Illinois could be on the forefront of interstate battles over abortion policy. It is essentially an island among Midwest states that would continue to allow abortion if Roe is overturned. In fact, Planned Parenthood opened a major facility in 2019 in the Illinois suburbs of St. Louis that offers services to thousands of Missouri patients, as Missouri lawmakers have made it increasingly difficult to get an abortion there.

Another area that states are likely to be at odds over is mail-order prescriptions for prescription drugs, noted Donley, the law professor. Patients can meet with a doctor online and then receive their medication, which has been approved by the Food and Drug Administration.

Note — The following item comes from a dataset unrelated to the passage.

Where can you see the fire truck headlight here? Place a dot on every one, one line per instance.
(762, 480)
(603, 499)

Donley and her coauthors have argued that the Biden administration should challenge state laws that restrict access to mifepristone, on the grounds that they are preempted by federal law.  

Democratic Governors Respond

On Tuesday, 17 Democratic governors encouraged the U.S. Senate to pass a federal law guaranteeing the right to abortion, which would largely take matter of out of state hands. But there does not appear to be sufficient support in the evenly divided Senate for that measure to pass.

Meanwhile, state advocates that have pushed abortion restrictions for decades were encouraged by the potential that Roe could be overturned.

North Dakota and at least a dozen other states have passed “trigger laws” that will allow state officials to move forward with an abortion ban almost immediately after Roe is struck down. “Once the decision is approved by the Supreme Court [that would] allow the abortion issue to be taken back to the states, North Dakota is prepared to become an abortion-free state,'' said McKenzie McCoy, executive director of North Dakota Right to Life, the state's largest anti-abortion group.

“We’re very optimistic,” McCoy said. “We have been in this fight to protect life in North Dakota for over 50 years and this is what we were working for and praying for. … We’re excited and hopeful and we’re ready.”

Daniela Altimari is a reporter for Route Fifty based in West Hartford, Connecticut and Daniel C. Vock is a senior reporter for Route Fifty based in Washington, D.C.